Aktivis Belitung, Pifin Heriyanto, mengapresiasi komitmen pemerintah pusat dalam memperbaiki tata kelola sektor pertambangan. Namun, ia menekankan bahwa keberhasilan reformasi tersebut tidak boleh hanya diukur dari seberapa banyak operasi penindakan yang dilakukan namun juga harus dibuktikan dengan transparansi dari hasil barang bukti yang disita agar diketahui oleh Publik.

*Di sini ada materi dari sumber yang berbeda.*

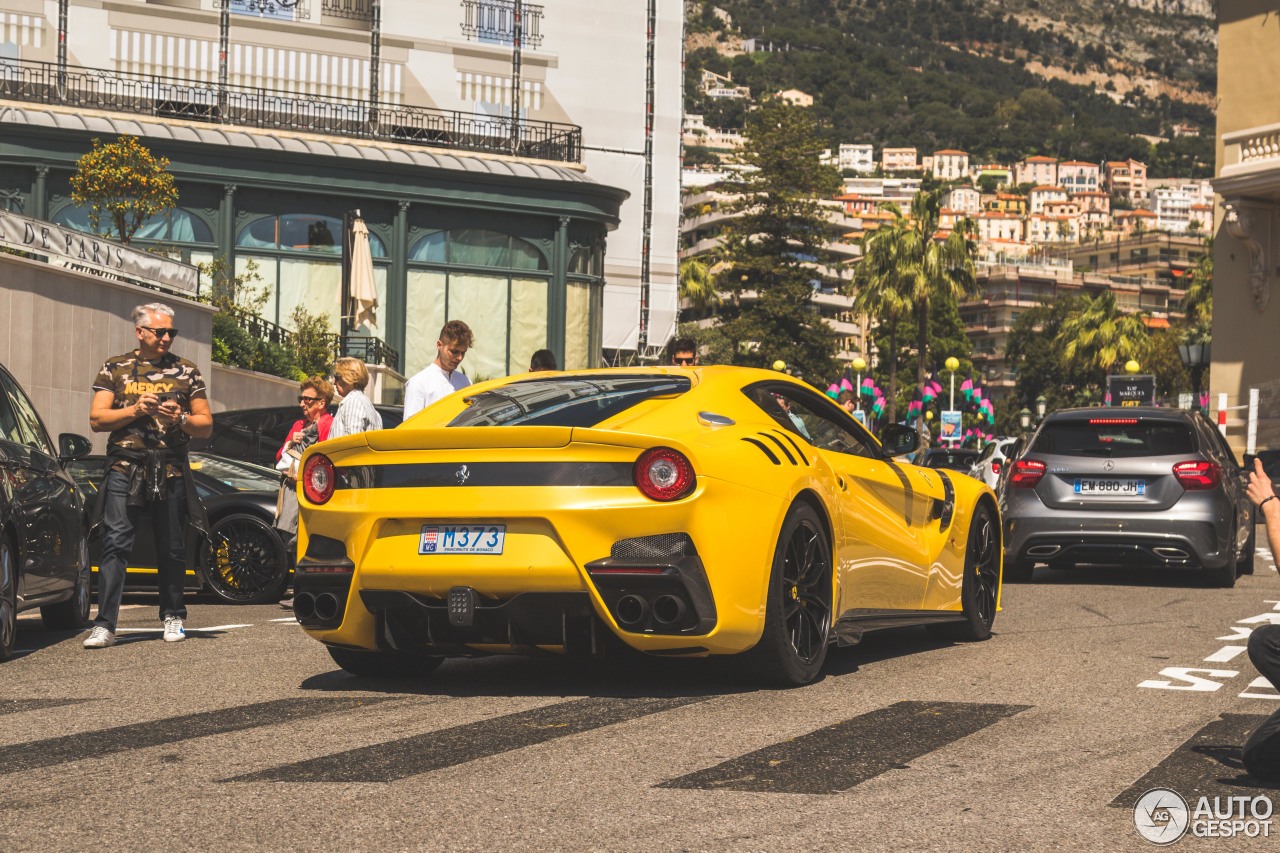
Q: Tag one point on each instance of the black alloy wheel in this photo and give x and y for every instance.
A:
(246, 561)
(383, 664)
(798, 610)
(8, 601)
(72, 614)
(979, 591)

"Tata kelola pertambangan memang sudah berjalan, termasuk lewat pembentukan Satgas Besutan Presiden. Namun, hingga kini masyarakat Bangka Belitung belum merasakan perubahan signifikan. Penegakan hukum jangan berhenti pada penangkapan dan penyitaan, melainkan harus menghadirkan manfaat nyata bagi daerah," ujar Pifin.
Pifin mengingatkan bahwa Bangka Belitung telah berkontribusi besar sebagai penghasil timah nasional selama puluhan tahun. Di sisi lain, masyarakat lokal harus menanggung beban kerusakan lingkungan yang cukup parah akibat aktivitas eksploitasi tersebut.
Oleh karena itu, ia mendesak agar aset maupun penerimaan negara dari hasil penindakan hukum yang telah berkekuatan hukum tetap (inkracht) diprioritaskan kembali untuk pemulihan daerah.
"Sudah seharusnya hasil penindakan Satgas memberikan manfaat balik bagi Bangka Belitung. Jika mekanisme hukum memungkinkan, aset hasil penegakan hukum semestinya dialokasikan untuk reklamasi lahan bekas tambang, rehabilitasi pesisir, hingga program pemberdayaan ekonomi masyarakat," tegas Pifin. (07/08/26).
Selain alokasi manfaat, Pifin juga meminta pemerintah pusat membuka informasi secara transparan terkait perkembangan penanganan kasus, status barang bukti, hingga arah kebijakan pasca-penindakan. Transparansi ini dinilai penting untuk membangun kembali kepercayaan publik.
"Keberhasilan tata kelola pertambangan bukan sekadar angka penindakan kasus, melainkan pulihnya lingkungan, meningkatnya kesejahteraan warga, dan tumbuhnya kepercayaan masyarakat kepada pemerintah," pungkasnya. (**/red).